Regardless, patent experts who have read Rambus' patents say that at face value they look solid.
Richard Belgard, an independent consultant in Silicon Valley noted for his chip-architecture expertise, says he spent about three hours trying to dig up prior art but came up empty. "I couldn't find any semblance of possibilities of ideas that people had come out with," he says.
If Rambus wins, it won't be the first time the courts force the memory industry to pay royalties. In the late '80s, Texas Instruments sued memory makers Micron Technologies, Fujitsu, Hitachi, Toshiba, Sharp, Oki and Samsung and won settlements that netted TI more than $1 billion over the six years that followed.
For their part, Rambus executives say they would not have filed suit if they weren't certain their patents would hold up in court.
"At the end of the day, Rambus is in the IP business, and we have to protect our IP," says Avo Kanadjian, vice president of worldwide marketing for Rambus. The company would prefer to settle out of court with Hitachi and the other memory-chip makers, he says.
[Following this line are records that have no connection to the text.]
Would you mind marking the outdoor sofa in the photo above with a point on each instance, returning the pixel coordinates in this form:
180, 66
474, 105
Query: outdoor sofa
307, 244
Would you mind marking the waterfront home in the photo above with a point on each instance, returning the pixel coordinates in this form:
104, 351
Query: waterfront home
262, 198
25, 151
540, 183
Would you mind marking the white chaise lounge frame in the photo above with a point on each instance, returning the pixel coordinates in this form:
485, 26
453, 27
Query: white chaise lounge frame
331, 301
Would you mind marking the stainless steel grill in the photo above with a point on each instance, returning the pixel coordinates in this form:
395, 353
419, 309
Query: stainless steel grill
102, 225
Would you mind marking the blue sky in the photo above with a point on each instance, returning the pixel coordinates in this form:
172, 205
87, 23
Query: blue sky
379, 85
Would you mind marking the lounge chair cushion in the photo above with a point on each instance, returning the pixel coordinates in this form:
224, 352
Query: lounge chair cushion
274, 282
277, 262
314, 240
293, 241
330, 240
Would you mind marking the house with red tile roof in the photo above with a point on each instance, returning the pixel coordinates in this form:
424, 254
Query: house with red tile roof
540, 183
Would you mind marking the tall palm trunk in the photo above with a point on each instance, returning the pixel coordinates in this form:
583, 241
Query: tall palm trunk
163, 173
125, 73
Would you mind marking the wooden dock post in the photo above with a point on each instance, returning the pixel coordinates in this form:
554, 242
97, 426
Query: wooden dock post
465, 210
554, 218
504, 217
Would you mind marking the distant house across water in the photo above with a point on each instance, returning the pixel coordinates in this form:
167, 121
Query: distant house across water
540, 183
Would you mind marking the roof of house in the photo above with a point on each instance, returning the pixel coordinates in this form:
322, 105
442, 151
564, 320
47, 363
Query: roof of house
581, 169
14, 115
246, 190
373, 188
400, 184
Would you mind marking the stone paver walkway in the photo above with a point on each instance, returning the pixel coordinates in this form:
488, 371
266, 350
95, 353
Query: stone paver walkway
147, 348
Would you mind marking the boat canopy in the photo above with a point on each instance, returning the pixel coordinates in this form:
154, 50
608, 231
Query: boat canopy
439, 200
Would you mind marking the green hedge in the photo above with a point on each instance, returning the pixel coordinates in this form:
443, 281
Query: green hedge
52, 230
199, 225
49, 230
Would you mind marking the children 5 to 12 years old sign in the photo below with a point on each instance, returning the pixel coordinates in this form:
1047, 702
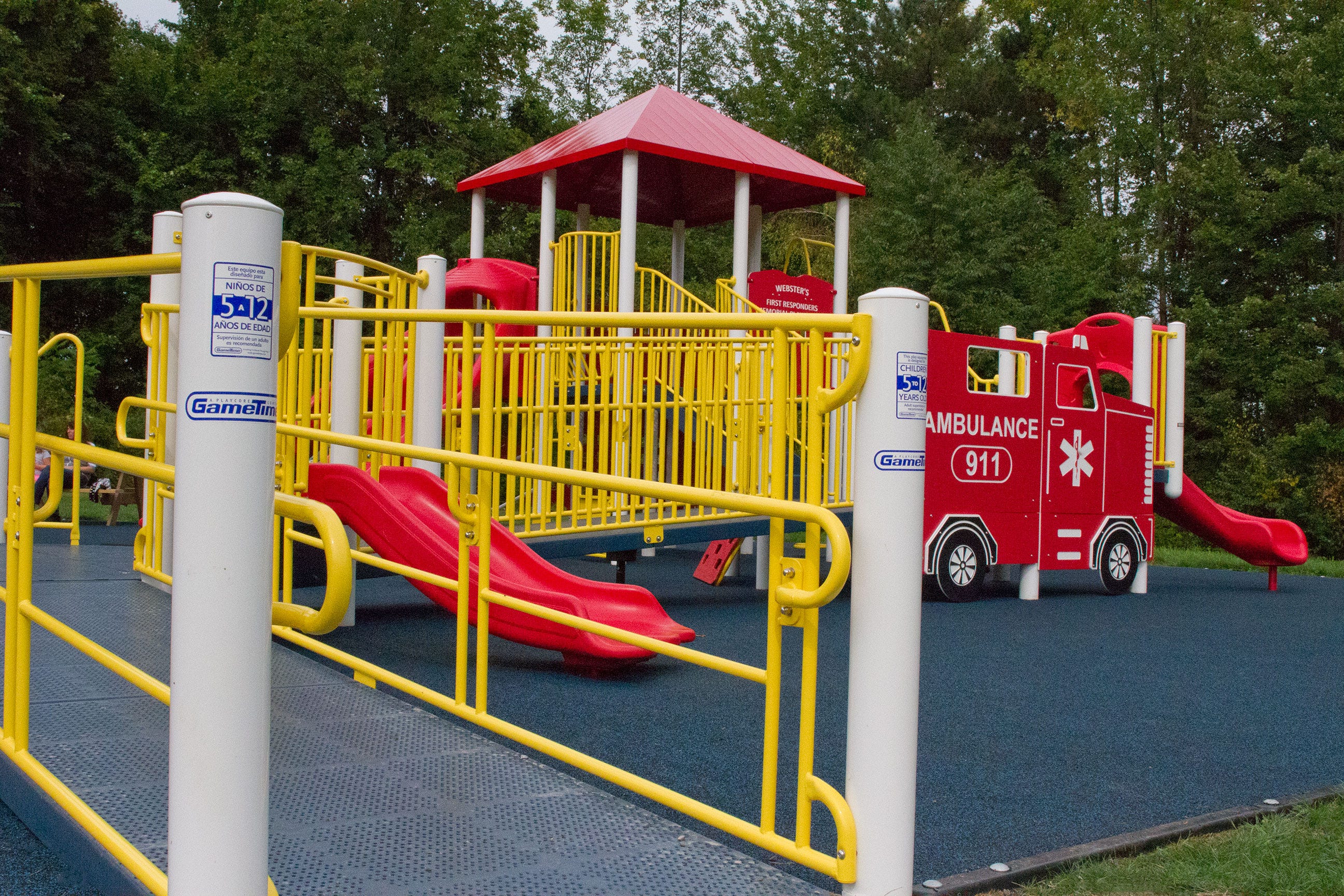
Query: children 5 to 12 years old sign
242, 311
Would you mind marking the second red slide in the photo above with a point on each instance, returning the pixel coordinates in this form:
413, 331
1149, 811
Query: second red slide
405, 517
1257, 540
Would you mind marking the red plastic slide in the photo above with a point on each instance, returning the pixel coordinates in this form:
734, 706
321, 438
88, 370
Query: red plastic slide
405, 517
1260, 542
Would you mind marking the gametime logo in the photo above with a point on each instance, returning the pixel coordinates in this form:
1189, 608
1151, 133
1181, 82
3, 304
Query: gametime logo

Peter Clark, CEO of Hitachi Semiconductor America, declined to comment on the suit, saying the company will argue in the courts and not in the press.
"Hitachi and Hitachi Semiconductor America are very confident in our position," he says.
Alexander Rogers, a partner at Gray Cary Ware & Freidenrich, lead counsel for Rambus, declined to comment.
In the suit, Rambus argues that Hitachi violates four of its patents by importing into the U.S. and making, using, selling or offering for sale chips and microprocessor products based on technology features first described in those patents. The suit does not specify the particular features of the products that violate Rambus' patents, nor does it specify what parts of the patent are at issue. Hitachi has yet to file a response.
Semiconductor patent suits are notoriously difficult to try. Memory chip design is extremely complex, involving millions of transistors packed on a piece of silicon the size of a fingernail and as thick as a piece of paper. The judge or jury -- who will likely have little engineering knowledge -- will be the ones to second-guess the engineers who designed such chips. Two things must be decided: whether the product infringes and whether the patents are valid.
"In the case of infringement, the burden is on the patent owners," says William Anthony Jr., a patent litigator at Orrick, Herrington & Sutcliffe. And that is pretty cut-and-dried, "matching the design in the patent to the design of the product at issue."
But proving a patent invalid is a different story altogether. "That's an uphill battle for the defendant," Anthony says. "The jury doesn't like to substitute their judgment for the patent examiner."
As with most cases, in front of a confused jury the most persuasive lawyer will win, says Gregory Brummett, a partner specializing in patent-related litigation at Pillsbury Madison & Sutro in Washington, D.C. But the odds are on the side of the plaintiffs in such patent cases. "They win more than they lose," he says. "[The plaintiffs] have a lot of leverage."